Impact of Three-Dimensional Video Scalability on Multi-View Activity Recognition using Deep Learning

September 29, 2017 · Declared Dead · 🏛 ACM Multimedia

"No code URL or promise found in abstract"

Evidence collected by the PWNC Scanner

Authors Jun-Ho Choi, Manri Cheon, Min-Su Choi, Jong-Seok Lee arXiv ID 1709.10206 Category cs.MM: Multimedia Citations 4 Venue ACM Multimedia Last Checked 3 months ago

Abstract

Human activity recognition is one of the important research topics in computer vision and video understanding. It is often assumed that high quality video sequences are available for recognition. However, relaxing such a requirement and implementing robust recognition using videos having reduced data rates can achieve efficiency in storing and transmitting video data.
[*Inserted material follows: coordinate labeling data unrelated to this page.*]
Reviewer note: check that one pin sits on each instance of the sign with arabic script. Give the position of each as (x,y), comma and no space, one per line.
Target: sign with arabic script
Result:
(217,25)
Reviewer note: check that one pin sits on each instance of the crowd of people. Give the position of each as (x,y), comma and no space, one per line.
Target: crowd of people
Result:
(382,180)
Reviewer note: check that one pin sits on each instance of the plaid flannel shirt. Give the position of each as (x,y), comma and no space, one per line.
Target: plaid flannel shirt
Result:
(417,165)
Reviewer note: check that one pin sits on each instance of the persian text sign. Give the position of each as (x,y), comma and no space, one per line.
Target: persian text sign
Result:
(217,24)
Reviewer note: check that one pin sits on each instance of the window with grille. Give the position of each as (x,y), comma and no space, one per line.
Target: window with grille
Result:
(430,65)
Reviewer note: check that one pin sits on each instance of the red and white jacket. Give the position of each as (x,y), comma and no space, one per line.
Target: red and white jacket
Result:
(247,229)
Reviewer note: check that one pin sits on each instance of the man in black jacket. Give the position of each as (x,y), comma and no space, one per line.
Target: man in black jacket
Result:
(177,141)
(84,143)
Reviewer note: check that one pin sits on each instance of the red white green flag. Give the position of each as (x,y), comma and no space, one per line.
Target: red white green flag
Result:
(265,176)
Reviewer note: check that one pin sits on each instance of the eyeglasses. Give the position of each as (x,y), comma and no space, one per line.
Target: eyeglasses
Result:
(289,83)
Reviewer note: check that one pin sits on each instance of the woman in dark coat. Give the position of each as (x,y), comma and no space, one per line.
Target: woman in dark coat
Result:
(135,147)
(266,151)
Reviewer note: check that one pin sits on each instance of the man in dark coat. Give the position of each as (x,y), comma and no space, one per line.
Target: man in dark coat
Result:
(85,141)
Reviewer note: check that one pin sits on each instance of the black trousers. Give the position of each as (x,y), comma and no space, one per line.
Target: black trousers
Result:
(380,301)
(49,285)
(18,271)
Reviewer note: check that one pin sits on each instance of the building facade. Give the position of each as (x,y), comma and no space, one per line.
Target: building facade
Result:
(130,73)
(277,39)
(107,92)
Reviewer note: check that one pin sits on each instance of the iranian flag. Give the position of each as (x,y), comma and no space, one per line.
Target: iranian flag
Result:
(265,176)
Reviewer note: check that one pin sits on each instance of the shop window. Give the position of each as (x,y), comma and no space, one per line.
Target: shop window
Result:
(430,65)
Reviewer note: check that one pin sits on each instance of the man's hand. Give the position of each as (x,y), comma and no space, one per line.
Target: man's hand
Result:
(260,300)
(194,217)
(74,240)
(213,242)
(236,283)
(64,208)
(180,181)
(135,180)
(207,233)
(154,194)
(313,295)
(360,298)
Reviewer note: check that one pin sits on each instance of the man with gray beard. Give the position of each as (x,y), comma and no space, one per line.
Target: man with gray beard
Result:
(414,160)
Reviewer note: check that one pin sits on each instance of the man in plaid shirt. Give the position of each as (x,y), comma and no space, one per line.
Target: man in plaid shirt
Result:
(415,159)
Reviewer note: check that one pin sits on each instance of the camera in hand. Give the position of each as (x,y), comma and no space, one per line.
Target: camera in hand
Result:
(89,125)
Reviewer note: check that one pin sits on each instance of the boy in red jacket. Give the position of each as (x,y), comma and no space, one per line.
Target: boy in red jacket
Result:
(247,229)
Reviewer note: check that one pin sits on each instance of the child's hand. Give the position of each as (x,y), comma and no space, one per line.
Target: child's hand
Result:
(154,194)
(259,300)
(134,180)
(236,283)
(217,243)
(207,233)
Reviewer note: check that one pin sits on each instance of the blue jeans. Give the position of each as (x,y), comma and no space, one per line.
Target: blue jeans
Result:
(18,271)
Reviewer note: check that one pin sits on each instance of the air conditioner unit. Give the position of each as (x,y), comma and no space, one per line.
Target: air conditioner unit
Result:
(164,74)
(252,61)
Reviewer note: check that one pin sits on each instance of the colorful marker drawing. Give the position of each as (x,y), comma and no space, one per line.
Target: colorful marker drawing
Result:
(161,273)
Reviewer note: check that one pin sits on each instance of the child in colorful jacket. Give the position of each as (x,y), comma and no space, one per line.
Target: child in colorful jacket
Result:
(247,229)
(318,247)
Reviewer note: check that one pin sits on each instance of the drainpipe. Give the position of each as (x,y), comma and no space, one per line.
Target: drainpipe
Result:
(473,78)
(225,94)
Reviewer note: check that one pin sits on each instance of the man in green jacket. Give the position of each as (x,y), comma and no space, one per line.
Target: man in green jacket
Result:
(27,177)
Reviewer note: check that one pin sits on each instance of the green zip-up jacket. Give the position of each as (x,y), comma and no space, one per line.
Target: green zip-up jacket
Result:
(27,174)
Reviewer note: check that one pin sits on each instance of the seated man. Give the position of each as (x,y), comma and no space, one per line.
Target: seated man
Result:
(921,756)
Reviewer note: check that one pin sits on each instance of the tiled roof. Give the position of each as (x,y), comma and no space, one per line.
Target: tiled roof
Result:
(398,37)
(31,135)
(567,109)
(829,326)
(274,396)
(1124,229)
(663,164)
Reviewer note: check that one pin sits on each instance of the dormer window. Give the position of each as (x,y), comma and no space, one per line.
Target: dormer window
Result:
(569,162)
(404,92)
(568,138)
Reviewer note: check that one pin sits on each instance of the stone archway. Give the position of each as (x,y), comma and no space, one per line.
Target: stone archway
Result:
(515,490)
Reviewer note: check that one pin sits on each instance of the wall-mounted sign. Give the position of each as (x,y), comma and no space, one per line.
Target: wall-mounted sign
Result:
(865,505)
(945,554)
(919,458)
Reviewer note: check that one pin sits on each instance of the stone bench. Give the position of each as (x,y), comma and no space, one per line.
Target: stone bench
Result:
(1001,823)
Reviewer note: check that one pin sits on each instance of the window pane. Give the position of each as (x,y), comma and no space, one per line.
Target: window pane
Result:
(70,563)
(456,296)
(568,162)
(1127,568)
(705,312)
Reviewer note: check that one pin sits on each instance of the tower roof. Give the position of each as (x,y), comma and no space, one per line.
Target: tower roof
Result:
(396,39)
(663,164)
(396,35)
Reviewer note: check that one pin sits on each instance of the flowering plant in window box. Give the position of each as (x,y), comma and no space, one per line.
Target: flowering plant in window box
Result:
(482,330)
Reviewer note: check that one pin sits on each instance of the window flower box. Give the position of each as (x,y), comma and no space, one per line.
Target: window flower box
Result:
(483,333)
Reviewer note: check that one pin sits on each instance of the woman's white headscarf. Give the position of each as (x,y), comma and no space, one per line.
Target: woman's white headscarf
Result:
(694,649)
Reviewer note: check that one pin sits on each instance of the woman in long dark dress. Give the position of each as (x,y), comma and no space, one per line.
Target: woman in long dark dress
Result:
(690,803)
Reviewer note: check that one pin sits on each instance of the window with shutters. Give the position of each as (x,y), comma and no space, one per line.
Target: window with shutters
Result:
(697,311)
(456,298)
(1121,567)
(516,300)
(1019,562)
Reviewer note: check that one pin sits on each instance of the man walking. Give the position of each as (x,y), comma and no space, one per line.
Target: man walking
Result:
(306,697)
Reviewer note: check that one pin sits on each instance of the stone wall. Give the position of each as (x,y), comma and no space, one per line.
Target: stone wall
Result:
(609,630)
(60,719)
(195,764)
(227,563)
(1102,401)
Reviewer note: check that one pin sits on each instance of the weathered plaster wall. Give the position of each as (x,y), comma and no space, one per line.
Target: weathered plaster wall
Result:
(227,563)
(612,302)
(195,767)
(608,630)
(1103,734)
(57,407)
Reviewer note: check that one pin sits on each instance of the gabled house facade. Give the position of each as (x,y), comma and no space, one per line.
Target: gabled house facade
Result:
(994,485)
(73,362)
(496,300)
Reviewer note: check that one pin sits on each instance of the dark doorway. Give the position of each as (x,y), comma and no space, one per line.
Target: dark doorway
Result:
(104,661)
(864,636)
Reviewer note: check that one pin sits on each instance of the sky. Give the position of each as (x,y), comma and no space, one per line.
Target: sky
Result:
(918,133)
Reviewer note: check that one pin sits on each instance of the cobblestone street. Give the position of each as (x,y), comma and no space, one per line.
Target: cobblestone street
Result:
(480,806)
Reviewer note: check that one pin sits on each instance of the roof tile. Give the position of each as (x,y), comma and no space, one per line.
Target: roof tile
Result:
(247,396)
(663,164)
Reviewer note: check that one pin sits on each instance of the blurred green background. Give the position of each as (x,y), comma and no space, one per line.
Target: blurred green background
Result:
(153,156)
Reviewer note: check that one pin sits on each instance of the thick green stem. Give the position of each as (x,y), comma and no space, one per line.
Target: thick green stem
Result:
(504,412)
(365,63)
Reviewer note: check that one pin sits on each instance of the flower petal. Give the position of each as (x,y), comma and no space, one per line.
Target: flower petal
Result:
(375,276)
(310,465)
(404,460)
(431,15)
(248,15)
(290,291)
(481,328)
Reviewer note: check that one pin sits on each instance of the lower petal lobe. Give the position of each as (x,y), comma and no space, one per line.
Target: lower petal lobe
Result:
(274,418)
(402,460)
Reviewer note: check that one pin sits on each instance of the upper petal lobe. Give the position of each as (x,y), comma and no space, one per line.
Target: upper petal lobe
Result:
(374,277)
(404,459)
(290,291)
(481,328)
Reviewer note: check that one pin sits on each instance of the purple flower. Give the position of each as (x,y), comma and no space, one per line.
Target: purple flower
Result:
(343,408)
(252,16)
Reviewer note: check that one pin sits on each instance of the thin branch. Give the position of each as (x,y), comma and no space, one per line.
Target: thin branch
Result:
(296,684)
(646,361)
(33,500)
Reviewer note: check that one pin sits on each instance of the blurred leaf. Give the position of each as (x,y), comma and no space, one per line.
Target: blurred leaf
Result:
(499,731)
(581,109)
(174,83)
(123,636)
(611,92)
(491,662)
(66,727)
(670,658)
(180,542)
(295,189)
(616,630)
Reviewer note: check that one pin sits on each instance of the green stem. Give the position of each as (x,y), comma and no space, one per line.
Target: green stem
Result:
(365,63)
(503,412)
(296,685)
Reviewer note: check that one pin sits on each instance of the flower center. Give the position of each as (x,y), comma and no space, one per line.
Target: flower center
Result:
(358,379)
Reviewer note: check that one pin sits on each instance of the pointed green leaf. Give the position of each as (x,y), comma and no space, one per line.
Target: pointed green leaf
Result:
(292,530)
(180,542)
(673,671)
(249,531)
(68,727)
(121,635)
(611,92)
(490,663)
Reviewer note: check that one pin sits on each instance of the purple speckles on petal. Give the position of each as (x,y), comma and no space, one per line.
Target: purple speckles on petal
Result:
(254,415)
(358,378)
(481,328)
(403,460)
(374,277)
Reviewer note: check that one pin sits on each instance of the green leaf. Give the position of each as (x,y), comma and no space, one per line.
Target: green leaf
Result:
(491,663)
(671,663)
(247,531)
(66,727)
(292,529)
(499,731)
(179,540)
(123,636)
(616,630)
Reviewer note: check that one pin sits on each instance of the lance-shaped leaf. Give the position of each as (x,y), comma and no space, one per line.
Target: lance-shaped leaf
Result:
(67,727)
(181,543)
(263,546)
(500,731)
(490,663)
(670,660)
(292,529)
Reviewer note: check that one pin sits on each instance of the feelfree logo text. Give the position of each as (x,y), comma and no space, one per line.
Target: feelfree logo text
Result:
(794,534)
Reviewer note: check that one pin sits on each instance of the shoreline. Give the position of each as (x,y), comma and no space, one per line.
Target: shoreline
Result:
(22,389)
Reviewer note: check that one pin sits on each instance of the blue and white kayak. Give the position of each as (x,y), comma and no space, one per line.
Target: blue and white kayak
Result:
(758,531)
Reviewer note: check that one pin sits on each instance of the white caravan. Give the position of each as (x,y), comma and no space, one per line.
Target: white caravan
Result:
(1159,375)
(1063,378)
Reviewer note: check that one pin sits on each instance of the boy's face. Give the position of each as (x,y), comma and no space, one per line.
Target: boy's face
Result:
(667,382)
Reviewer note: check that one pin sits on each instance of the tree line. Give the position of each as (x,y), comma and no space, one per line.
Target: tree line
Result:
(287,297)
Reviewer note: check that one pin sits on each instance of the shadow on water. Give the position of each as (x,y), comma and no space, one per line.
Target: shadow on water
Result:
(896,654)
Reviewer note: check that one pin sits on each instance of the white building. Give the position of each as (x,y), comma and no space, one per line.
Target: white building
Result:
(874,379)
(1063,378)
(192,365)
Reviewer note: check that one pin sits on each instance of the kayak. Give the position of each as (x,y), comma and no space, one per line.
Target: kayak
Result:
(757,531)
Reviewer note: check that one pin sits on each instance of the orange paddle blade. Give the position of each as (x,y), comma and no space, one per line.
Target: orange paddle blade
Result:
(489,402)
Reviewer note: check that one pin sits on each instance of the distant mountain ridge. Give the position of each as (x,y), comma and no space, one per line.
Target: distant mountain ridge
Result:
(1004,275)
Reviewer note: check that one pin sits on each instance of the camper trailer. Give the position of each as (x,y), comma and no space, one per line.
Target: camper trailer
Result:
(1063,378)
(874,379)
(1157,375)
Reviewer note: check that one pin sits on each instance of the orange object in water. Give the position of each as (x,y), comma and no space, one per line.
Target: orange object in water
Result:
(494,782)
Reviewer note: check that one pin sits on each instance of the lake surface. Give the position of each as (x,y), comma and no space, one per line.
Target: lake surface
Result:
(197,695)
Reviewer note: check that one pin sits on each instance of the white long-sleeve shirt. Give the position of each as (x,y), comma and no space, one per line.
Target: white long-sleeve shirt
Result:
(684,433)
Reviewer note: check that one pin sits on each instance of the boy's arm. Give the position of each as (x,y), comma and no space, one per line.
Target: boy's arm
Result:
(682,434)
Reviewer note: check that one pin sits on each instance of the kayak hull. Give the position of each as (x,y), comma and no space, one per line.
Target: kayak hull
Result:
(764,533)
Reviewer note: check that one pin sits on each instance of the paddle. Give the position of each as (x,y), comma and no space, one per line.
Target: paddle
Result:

Three-dimensional video scalability, which refers to the possibility of reducing spatial, temporal, and quality resolutions of videos, is an effective way for flexible representation and management of video data. In this paper, we investigate the impact of the video scalability on multi-view activity recognition. We employ both a spatiotemporal feature extraction-based method and a deep learning-based method using convolutional and recurrent neural networks. The recognition performance of the two methods is examined, along with in-depth analysis regarding how their performance vary with respect to various scalability combinations. In particular, we demonstrate that the deep learning-based method can achieve significantly improved robustness in comparison to the feature-based method. Furthermore, we investigate optimal scalability combinations with respect to bitrate in order to provide useful guidelines for an optimal operation policy in resource-constrained activity recognition systems.